Canon talks EOS R3, and confirms that it is not the flagship mirrorless

GoldWing

Canon EOS 1DXMKII
Oct 19, 2013
322
234
Los Angeles, CA
en.wikipedia.org
I don't believe the "professional base" is worth as much as one might think. This is an industry in steep decline... especially the sports photographer and photojournalism base. The wedding and portrait photographers don't have much call for an R1. That's a much bigger "base", though also in decline.
Canon still owns the space, it's theirs to lose.

If the R1 can't best the A1 or even their own R5 the Agencies, Leagues, Teams, Magazines, TV Networks, Digital Media, Colleges and every photographer is not transitioning away fron every 1DXMKIII, II and I out there.

Thats a BIG built-in Canon base to start with even before SONY, Nikon shooters decide to switch to Canon.

I generally will start with two new bodies and get a third for a kit and glass optimized for same.

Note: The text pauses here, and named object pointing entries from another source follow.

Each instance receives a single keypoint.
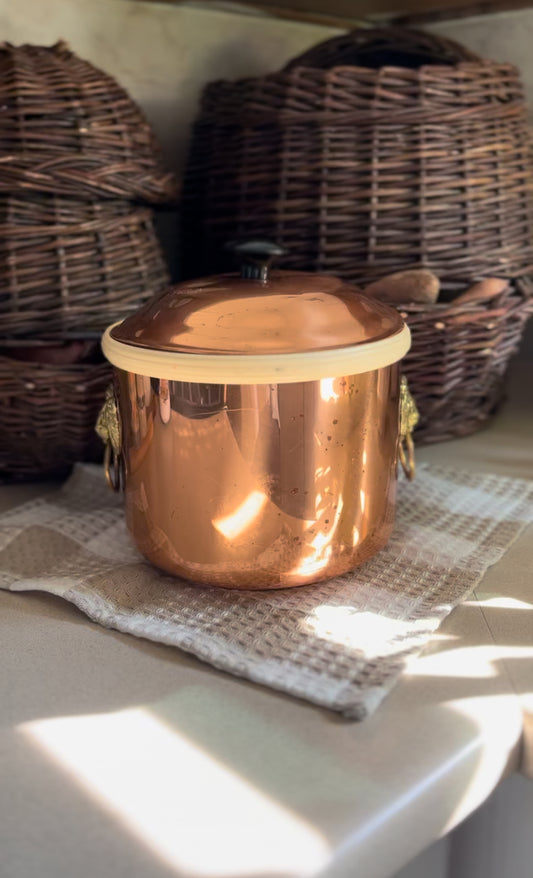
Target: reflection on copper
(244, 515)
(326, 389)
(260, 486)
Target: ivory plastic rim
(256, 369)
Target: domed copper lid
(259, 316)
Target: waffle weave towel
(340, 644)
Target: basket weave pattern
(68, 128)
(48, 416)
(459, 356)
(74, 267)
(375, 152)
(362, 172)
(79, 173)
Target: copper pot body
(260, 486)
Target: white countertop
(120, 757)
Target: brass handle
(108, 428)
(409, 418)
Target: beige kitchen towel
(340, 644)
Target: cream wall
(162, 54)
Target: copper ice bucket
(258, 427)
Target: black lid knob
(255, 256)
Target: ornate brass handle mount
(108, 428)
(409, 418)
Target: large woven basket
(68, 128)
(361, 171)
(70, 267)
(459, 356)
(47, 416)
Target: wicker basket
(71, 268)
(360, 171)
(68, 128)
(47, 416)
(459, 356)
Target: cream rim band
(256, 368)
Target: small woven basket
(47, 416)
(360, 171)
(71, 267)
(68, 128)
(458, 359)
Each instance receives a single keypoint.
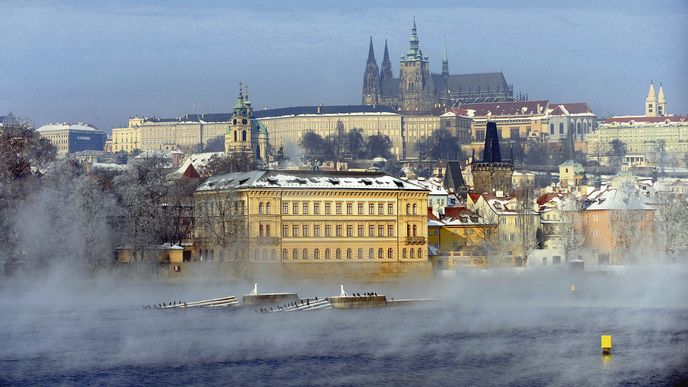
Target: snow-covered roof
(307, 179)
(67, 126)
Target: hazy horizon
(68, 61)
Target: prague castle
(418, 90)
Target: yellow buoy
(606, 344)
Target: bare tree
(527, 221)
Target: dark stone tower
(414, 75)
(492, 174)
(386, 72)
(371, 79)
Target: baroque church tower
(414, 75)
(245, 134)
(371, 79)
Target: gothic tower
(386, 72)
(371, 79)
(414, 74)
(492, 174)
(445, 61)
(651, 102)
(661, 102)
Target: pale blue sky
(101, 62)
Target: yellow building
(459, 236)
(315, 222)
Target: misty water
(488, 328)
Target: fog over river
(488, 328)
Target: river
(489, 328)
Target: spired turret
(492, 174)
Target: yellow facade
(286, 130)
(292, 225)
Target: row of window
(305, 254)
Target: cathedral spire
(386, 72)
(371, 52)
(445, 60)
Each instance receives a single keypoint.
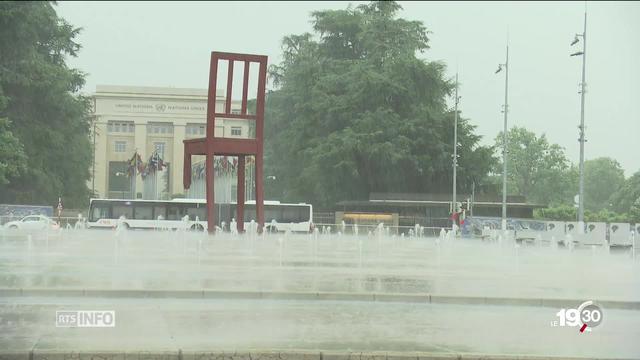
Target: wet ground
(99, 260)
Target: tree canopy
(537, 169)
(44, 150)
(602, 177)
(356, 111)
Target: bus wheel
(197, 227)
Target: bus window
(200, 212)
(250, 213)
(272, 213)
(122, 210)
(176, 212)
(99, 211)
(143, 212)
(159, 210)
(295, 214)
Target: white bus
(143, 214)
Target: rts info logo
(587, 316)
(86, 318)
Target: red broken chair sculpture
(212, 145)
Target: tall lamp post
(505, 66)
(455, 154)
(581, 139)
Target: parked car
(33, 222)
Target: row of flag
(221, 165)
(136, 165)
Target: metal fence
(352, 229)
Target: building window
(120, 146)
(119, 182)
(159, 148)
(120, 127)
(160, 128)
(195, 129)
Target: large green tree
(357, 112)
(536, 169)
(626, 198)
(38, 97)
(602, 177)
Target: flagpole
(455, 153)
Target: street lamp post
(455, 154)
(118, 173)
(581, 139)
(504, 139)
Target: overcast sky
(169, 44)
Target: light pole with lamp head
(455, 156)
(505, 66)
(581, 139)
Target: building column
(101, 176)
(140, 141)
(179, 132)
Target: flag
(161, 164)
(59, 206)
(139, 163)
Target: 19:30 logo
(588, 315)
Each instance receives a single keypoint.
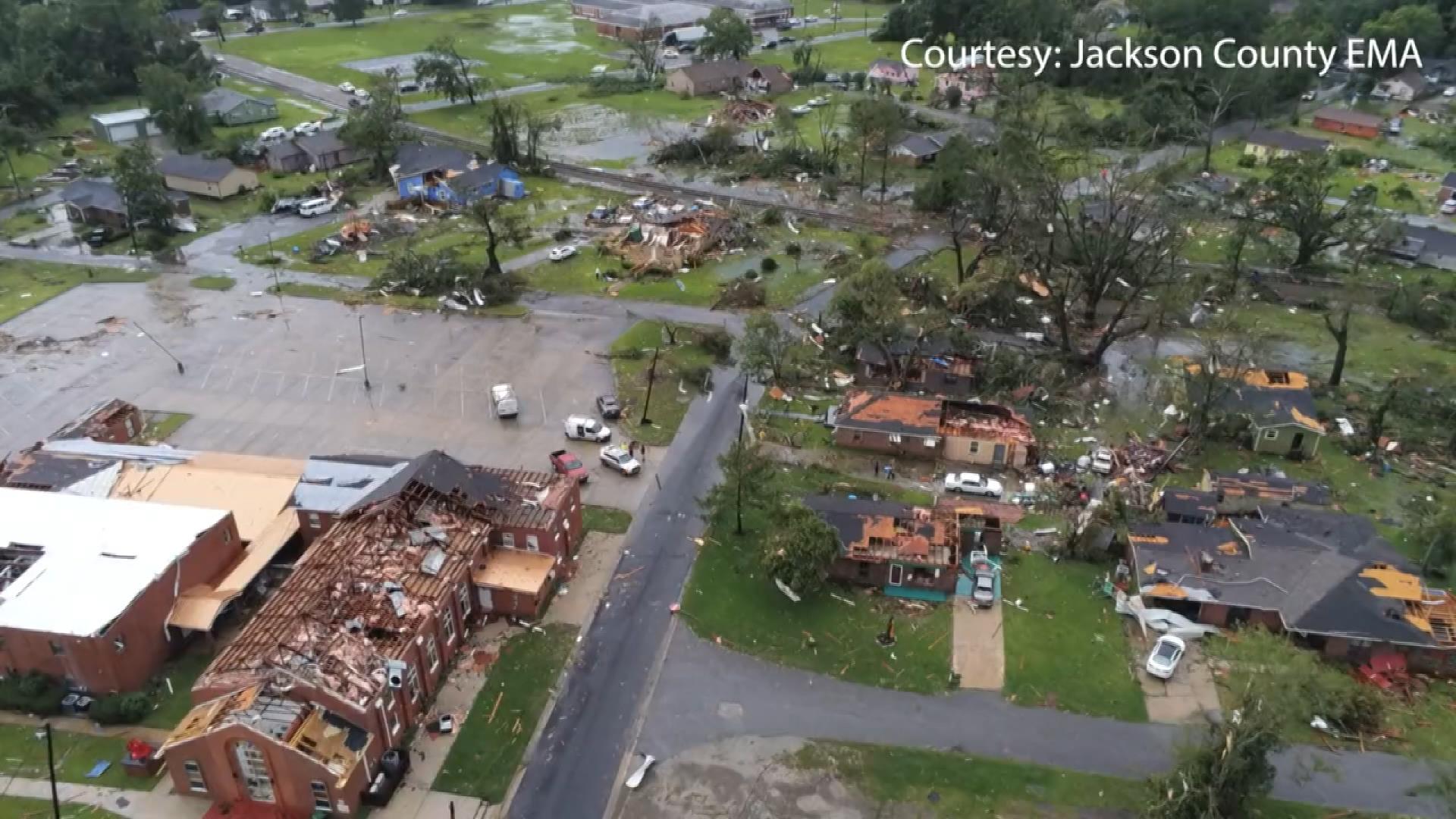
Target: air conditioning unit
(395, 672)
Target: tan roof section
(253, 487)
(199, 607)
(516, 570)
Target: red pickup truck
(568, 464)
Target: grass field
(606, 519)
(1068, 651)
(669, 406)
(503, 719)
(900, 781)
(728, 598)
(516, 46)
(25, 284)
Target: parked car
(1163, 662)
(315, 207)
(580, 428)
(570, 465)
(971, 484)
(618, 458)
(504, 401)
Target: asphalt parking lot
(273, 385)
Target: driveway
(264, 382)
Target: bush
(717, 341)
(121, 708)
(31, 694)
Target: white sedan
(971, 484)
(1163, 662)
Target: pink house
(893, 72)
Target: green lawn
(669, 401)
(1068, 649)
(25, 284)
(22, 808)
(517, 46)
(184, 670)
(900, 781)
(24, 755)
(213, 281)
(728, 599)
(484, 758)
(159, 428)
(606, 519)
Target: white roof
(118, 117)
(96, 556)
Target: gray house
(120, 127)
(237, 108)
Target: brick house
(109, 422)
(1326, 577)
(963, 431)
(1346, 121)
(341, 664)
(89, 583)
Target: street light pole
(50, 764)
(181, 369)
(651, 376)
(363, 357)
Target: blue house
(450, 177)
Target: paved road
(707, 694)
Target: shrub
(31, 692)
(121, 708)
(717, 341)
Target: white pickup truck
(504, 401)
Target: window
(447, 624)
(321, 796)
(413, 681)
(194, 777)
(391, 717)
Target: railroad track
(582, 172)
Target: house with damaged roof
(963, 431)
(1326, 577)
(343, 662)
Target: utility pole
(363, 357)
(50, 764)
(181, 369)
(651, 376)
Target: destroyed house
(341, 664)
(88, 583)
(1326, 577)
(903, 551)
(965, 431)
(927, 366)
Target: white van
(315, 207)
(503, 397)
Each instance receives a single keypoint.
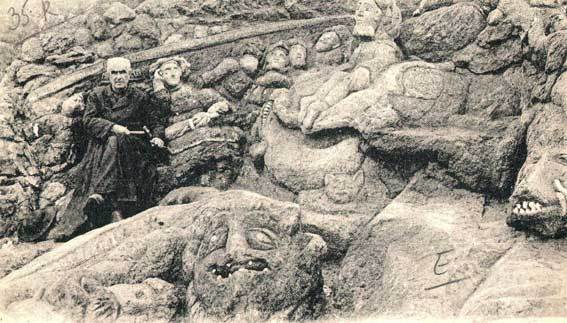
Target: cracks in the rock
(486, 276)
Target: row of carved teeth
(229, 265)
(527, 208)
(561, 193)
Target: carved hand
(120, 130)
(360, 79)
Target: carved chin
(364, 30)
(531, 207)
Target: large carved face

If each photographer and their associated entity does the same.... Like I said..... Canon will make billions. It's Canon's game, field and ball. Why would they not enjoy the money? Relative to today's matket... It will be "dominence" and that is what Canon wants to maintain as the leader in global sports photography.
 

EOS 4 Life

EOS R
Sep 20, 2020
1,069
843
demand is a strong word. and helping the competition is never what somebody wants to do. on the otherhand, building a community of partnerships might create a larger market for your stuff. there is value in having the ability to accessorize and build a system using components within an active community of suppliers. and i am ok with folks choosing components based upon interoperability and adherence to formal and informal standards.
Canon does partner with companies for accessories.
8K RAW to the Ninja V+ is an example of that.
Lenses are quite different.
That would be like Bic licensing razor blades or pen refills or Keurig licensing out coffee pods.
If you take a look at lenses then I believe you will see that lens makers mostly put out lower-cost versions of the best-selling lenses.
That makes it harder for Canon to sell lenses.
While I do agree with your point that affordable third-party lenses help boost the system which adds value to Canon cameras and the lineup, I do not see that as a strong incentive for Canon to help them.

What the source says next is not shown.